The Best Of The Chieftains

  1. Up Against the Buachalawns (Molloy) - 4:02
  2. Boil the Breakfast Early (Moloney) - 3:53
  3. Friel's Kitchen (Traditional) - 4:41
  4. No. 6 the Coombe (Traditional) - 3:50
  5. O'Sullivan's March (Traditional) - 3:59
  6. Sea Image (Moloney) - 6:11
  7. Speic Seoigheach (Moloney) - 3:36
  8. Dogs Among the Bushes (Traditional) - 2:05
  9. Job of Journeywork (Fayer) - 4:15
  10. Oh! The Breeches Full of Stitches (Traditional) - 4:21
  11. Chase Around the Windmill (Conneff/Fay/Moloney) - 5:01
  12. Wind That Shakes the Barley (Traditional) - 2:50

    The album covers stuff they did in 1977, 1978, and 1979, nothing new added. Released in 1992 by Columbia Records.

Founded in 1963, The Chieftains were part of the redefinition of "traditional" Irish folk music. Until the formation of The Chieftains, the traditional Irish music had largely been defined by groups such as the Irish Rovers, the Clancey Brothers or Mary O'Hara. While good artists in their own right, those groups/people were largely less serious artists than The Chieftains.

The formation of The Chieftains was largely accomplished by drawing upon the top artists in traditional Irish music at the time. The core of the group, and still the main pillar today was Paddy Moloney, a pipes player. He had first gathered acclaim with Ceoltoiri Cualann, but it was within the confines of The Chieftains that he helpd redefine Irish music.

As of 1963, traditional Irish music had become decidely less traditional, and one of the main contributions over the ensuring decades was reinvigorating traditional music by going back to the roots. They were a semi-professional group from about 1963 through the mid-1970s, building their name originally in Ireland, and than in England. During this time period they released four albums, which were originally just on Irish labels, but were eventually picked up by Island Recording (which would also be U2's label).

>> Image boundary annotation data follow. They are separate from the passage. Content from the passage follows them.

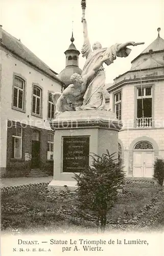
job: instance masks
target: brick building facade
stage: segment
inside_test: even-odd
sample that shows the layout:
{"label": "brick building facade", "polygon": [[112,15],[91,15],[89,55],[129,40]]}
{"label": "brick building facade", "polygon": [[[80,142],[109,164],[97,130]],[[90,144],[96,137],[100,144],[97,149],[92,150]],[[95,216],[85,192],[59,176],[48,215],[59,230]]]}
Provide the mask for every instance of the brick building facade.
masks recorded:
{"label": "brick building facade", "polygon": [[[53,174],[52,93],[63,83],[20,40],[1,28],[1,164],[6,177]],[[36,174],[36,172],[35,172]]]}
{"label": "brick building facade", "polygon": [[164,40],[159,35],[116,77],[108,91],[110,108],[123,122],[120,154],[126,175],[151,178],[164,158]]}

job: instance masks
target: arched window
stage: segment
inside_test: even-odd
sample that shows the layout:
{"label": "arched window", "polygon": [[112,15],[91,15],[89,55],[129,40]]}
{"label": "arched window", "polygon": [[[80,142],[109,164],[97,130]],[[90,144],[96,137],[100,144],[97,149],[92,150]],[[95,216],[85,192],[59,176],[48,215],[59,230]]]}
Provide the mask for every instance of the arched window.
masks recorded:
{"label": "arched window", "polygon": [[55,105],[53,101],[52,93],[49,93],[48,101],[48,118],[50,119],[54,118]]}
{"label": "arched window", "polygon": [[40,141],[40,132],[37,130],[34,130],[33,131],[32,140],[35,140],[35,141]]}
{"label": "arched window", "polygon": [[13,127],[12,158],[22,158],[22,135],[21,127],[15,125]]}
{"label": "arched window", "polygon": [[118,159],[120,160],[122,159],[122,150],[121,147],[121,145],[120,143],[118,143]]}
{"label": "arched window", "polygon": [[48,160],[53,160],[54,134],[48,133]]}
{"label": "arched window", "polygon": [[135,145],[134,150],[153,150],[153,147],[150,142],[142,141]]}
{"label": "arched window", "polygon": [[39,115],[41,115],[41,91],[39,87],[34,86],[32,113]]}
{"label": "arched window", "polygon": [[24,80],[18,76],[15,76],[13,90],[13,105],[15,108],[23,110],[25,94]]}

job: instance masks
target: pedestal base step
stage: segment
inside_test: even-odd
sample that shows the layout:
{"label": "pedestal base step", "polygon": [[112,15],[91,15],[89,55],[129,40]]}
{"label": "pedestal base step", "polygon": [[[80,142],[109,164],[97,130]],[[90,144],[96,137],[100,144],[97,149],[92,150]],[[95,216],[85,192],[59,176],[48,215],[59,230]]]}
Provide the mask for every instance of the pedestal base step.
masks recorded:
{"label": "pedestal base step", "polygon": [[53,180],[48,185],[48,189],[55,189],[57,190],[67,189],[71,191],[75,190],[77,188],[76,181],[71,181],[68,180]]}

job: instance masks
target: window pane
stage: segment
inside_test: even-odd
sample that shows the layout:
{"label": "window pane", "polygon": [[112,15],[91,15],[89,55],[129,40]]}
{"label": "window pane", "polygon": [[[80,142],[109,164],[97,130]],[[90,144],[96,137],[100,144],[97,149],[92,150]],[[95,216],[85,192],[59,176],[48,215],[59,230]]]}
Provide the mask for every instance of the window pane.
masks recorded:
{"label": "window pane", "polygon": [[36,114],[37,114],[38,115],[40,115],[40,106],[36,106]]}
{"label": "window pane", "polygon": [[38,131],[33,131],[33,134],[32,134],[32,140],[35,140],[37,141],[39,141],[39,138],[40,138],[40,133]]}
{"label": "window pane", "polygon": [[38,115],[40,115],[40,106],[36,106],[36,114],[37,114]]}
{"label": "window pane", "polygon": [[17,89],[16,88],[14,88],[14,98],[13,98],[13,105],[14,106],[17,106],[17,95],[18,95],[18,89]]}
{"label": "window pane", "polygon": [[54,146],[53,146],[53,143],[51,143],[50,144],[50,150],[51,150],[51,152],[53,152],[53,148],[54,148]]}
{"label": "window pane", "polygon": [[16,127],[16,136],[21,137],[22,128],[21,127],[17,126]]}
{"label": "window pane", "polygon": [[142,99],[137,99],[137,118],[140,118],[143,117],[142,111]]}
{"label": "window pane", "polygon": [[145,95],[146,96],[151,95],[151,87],[146,87],[146,88]]}
{"label": "window pane", "polygon": [[21,139],[15,138],[15,158],[21,158]]}
{"label": "window pane", "polygon": [[120,93],[120,100],[121,100],[121,93]]}
{"label": "window pane", "polygon": [[35,113],[36,112],[35,103],[36,103],[36,98],[35,98],[35,96],[33,96],[33,112]]}
{"label": "window pane", "polygon": [[36,98],[36,105],[40,106],[40,99],[39,98]]}
{"label": "window pane", "polygon": [[36,95],[38,96],[40,96],[40,89],[39,88],[36,89]]}
{"label": "window pane", "polygon": [[54,118],[55,115],[55,105],[52,104],[52,109],[51,109],[51,118]]}
{"label": "window pane", "polygon": [[143,92],[143,95],[142,95],[142,92],[141,92],[141,88],[139,88],[138,89],[138,96],[139,97],[140,97],[142,96],[144,96],[144,88],[143,88],[143,90],[142,90],[142,92]]}
{"label": "window pane", "polygon": [[21,89],[24,89],[24,82],[21,79],[19,79],[19,87]]}
{"label": "window pane", "polygon": [[48,117],[49,118],[51,118],[51,103],[49,103],[49,111],[48,111]]}
{"label": "window pane", "polygon": [[35,86],[34,86],[34,88],[33,88],[33,94],[34,94],[35,95],[36,95],[36,87]]}
{"label": "window pane", "polygon": [[24,89],[24,81],[18,77],[15,77],[14,78],[14,85],[21,89]]}
{"label": "window pane", "polygon": [[51,134],[50,138],[51,138],[51,141],[52,142],[54,142],[54,135]]}
{"label": "window pane", "polygon": [[22,91],[19,90],[19,97],[18,97],[18,108],[22,109],[23,106],[23,92]]}
{"label": "window pane", "polygon": [[143,99],[144,113],[145,117],[152,117],[152,99],[148,98]]}
{"label": "window pane", "polygon": [[12,158],[14,158],[14,145],[15,145],[15,137],[12,137]]}
{"label": "window pane", "polygon": [[51,102],[53,102],[52,93],[49,93],[49,101],[51,101]]}

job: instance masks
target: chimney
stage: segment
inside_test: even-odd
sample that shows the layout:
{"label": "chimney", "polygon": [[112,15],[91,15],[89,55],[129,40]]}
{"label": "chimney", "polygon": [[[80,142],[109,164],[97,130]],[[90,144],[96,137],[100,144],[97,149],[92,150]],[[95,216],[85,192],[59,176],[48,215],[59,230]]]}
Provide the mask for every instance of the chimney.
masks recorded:
{"label": "chimney", "polygon": [[2,26],[0,25],[0,42],[2,42]]}

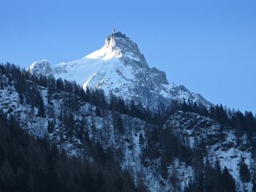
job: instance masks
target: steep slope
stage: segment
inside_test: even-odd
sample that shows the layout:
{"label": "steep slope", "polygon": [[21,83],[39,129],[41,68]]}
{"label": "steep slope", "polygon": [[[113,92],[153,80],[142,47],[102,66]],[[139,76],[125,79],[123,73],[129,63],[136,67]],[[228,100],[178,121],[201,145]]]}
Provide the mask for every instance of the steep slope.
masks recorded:
{"label": "steep slope", "polygon": [[[174,100],[211,105],[183,85],[170,84],[165,72],[150,68],[137,45],[120,32],[107,37],[104,45],[99,50],[52,68],[57,78],[75,80],[84,89],[101,88],[106,95],[112,92],[144,108],[156,110],[161,104],[164,104],[162,107],[167,107]],[[41,74],[45,72],[47,72],[41,70]]]}
{"label": "steep slope", "polygon": [[223,170],[226,167],[235,179],[238,191],[252,191],[252,183],[242,183],[239,174],[242,160],[250,170],[253,167],[252,151],[246,134],[238,137],[235,130],[225,128],[211,118],[183,112],[172,115],[164,127],[171,127],[186,146],[203,149],[204,161],[209,161],[212,166],[219,162]]}
{"label": "steep slope", "polygon": [[[252,191],[255,151],[250,142],[256,139],[250,141],[246,131],[182,111],[164,125],[147,114],[136,118],[136,107],[115,111],[123,104],[106,104],[103,94],[88,98],[74,83],[37,78],[10,65],[0,65],[0,82],[1,112],[69,157],[104,163],[111,156],[136,186],[144,183],[152,192],[210,191],[212,186],[235,191],[233,178],[237,191]],[[249,177],[242,177],[241,165]]]}
{"label": "steep slope", "polygon": [[27,71],[33,75],[38,76],[45,74],[46,76],[53,76],[53,72],[49,62],[47,60],[42,60],[41,61],[33,62]]}

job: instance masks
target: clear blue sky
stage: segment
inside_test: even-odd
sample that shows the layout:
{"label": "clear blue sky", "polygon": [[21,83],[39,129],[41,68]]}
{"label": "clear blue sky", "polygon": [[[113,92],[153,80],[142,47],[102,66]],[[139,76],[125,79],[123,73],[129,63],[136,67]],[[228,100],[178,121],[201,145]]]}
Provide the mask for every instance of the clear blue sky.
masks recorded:
{"label": "clear blue sky", "polygon": [[171,83],[256,112],[255,0],[1,0],[0,7],[0,62],[81,58],[115,27]]}

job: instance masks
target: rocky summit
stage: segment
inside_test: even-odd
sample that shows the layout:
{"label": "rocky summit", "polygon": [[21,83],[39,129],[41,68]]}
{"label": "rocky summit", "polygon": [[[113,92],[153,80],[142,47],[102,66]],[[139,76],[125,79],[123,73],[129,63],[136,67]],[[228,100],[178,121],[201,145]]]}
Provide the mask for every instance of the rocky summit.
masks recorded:
{"label": "rocky summit", "polygon": [[[52,74],[52,70],[40,69],[40,63],[33,64],[29,72]],[[168,107],[173,100],[211,105],[185,86],[169,84],[165,72],[151,68],[137,44],[120,32],[108,35],[100,49],[81,59],[52,65],[52,69],[56,78],[75,80],[85,90],[100,88],[107,96],[112,93],[155,111],[160,105]]]}

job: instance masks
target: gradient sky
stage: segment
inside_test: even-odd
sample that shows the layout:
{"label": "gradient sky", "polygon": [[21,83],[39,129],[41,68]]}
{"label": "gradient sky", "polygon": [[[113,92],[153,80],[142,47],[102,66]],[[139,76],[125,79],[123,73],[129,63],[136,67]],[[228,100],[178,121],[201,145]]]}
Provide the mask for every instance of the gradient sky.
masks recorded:
{"label": "gradient sky", "polygon": [[170,83],[256,112],[255,0],[1,0],[0,7],[0,62],[78,59],[115,27]]}

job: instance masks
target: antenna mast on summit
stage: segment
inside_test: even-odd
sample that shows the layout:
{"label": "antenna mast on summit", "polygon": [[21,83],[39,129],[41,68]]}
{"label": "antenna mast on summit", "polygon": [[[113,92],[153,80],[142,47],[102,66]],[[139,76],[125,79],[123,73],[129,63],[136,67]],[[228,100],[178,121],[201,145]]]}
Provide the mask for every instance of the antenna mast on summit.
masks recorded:
{"label": "antenna mast on summit", "polygon": [[112,30],[112,37],[113,38],[115,37],[115,28],[113,28]]}

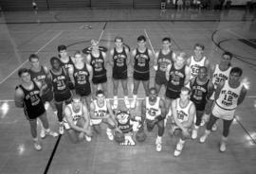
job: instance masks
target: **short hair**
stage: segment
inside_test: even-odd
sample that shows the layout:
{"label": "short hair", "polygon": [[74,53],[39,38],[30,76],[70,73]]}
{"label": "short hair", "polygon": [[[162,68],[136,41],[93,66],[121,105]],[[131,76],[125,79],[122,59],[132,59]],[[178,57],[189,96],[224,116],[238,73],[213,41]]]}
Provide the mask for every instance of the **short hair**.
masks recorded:
{"label": "short hair", "polygon": [[58,46],[58,52],[61,52],[61,51],[63,51],[63,50],[66,50],[66,46],[64,45],[64,44],[59,45],[59,46]]}
{"label": "short hair", "polygon": [[22,74],[24,74],[24,73],[29,73],[29,70],[27,68],[21,68],[18,71],[18,76],[21,78]]}
{"label": "short hair", "polygon": [[98,96],[99,95],[103,95],[103,96],[105,96],[105,95],[104,95],[104,92],[103,92],[102,90],[98,90],[98,91],[96,92],[96,96]]}
{"label": "short hair", "polygon": [[162,39],[162,42],[168,41],[169,43],[171,43],[171,38],[169,37],[165,37]]}
{"label": "short hair", "polygon": [[39,60],[39,57],[36,54],[30,54],[29,57],[28,57],[29,61],[31,61],[32,59]]}
{"label": "short hair", "polygon": [[201,44],[198,44],[198,43],[194,44],[193,48],[195,48],[195,47],[200,47],[200,48],[202,48],[202,50],[205,49],[205,45]]}
{"label": "short hair", "polygon": [[59,61],[60,64],[62,63],[62,61],[60,61],[59,58],[57,58],[57,57],[52,57],[52,58],[50,59],[50,64],[51,64],[51,65],[53,65],[53,61]]}
{"label": "short hair", "polygon": [[146,39],[146,37],[145,36],[143,36],[143,35],[140,35],[140,36],[138,36],[137,37],[137,41],[144,41],[144,42],[146,42],[147,41],[147,39]]}
{"label": "short hair", "polygon": [[230,70],[230,74],[232,74],[232,73],[238,73],[239,76],[241,77],[243,75],[243,70],[240,67],[233,67]]}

It was in 1975 that The Chieftains gathered internation acclaim. Oddly enough, it was a Stanley Kubrick connection that really helped them. They played on the soundtrack to the film Barry Lyndon. While the movie wasn't hailed as a classic, the soundtrack did quite well, especially the song Women of Ireland.

This song, accompanied by a massive amount of interviews and lots of FM radio play helped propel The Chieftains to international fame. And with that fame, Irish music became much more famous. In many ways, it is fair to say that The Chieftains almost single-handedly brought Irish folk music to the forefront of folk music.

Following this commerical success, they continued with Island Records, switched briefly to Columbia Records, and returned to Island.

They have remained one of the most prolific bands around, with an extensive discography (see below).

The band's main members consist of Paddy Moloney (pipes), Sean Potts (tin whistle), Martin Ray(fiddle), Mick Tubridy (flute, concertina), Peadar Mercier (bodhran),Sean Keane (fiddle), Ronnie McShane (percussion), and Derek Bell (harp, oboe, timpan). Like many groups of this type, however, band members will appear on some albums, while not on others.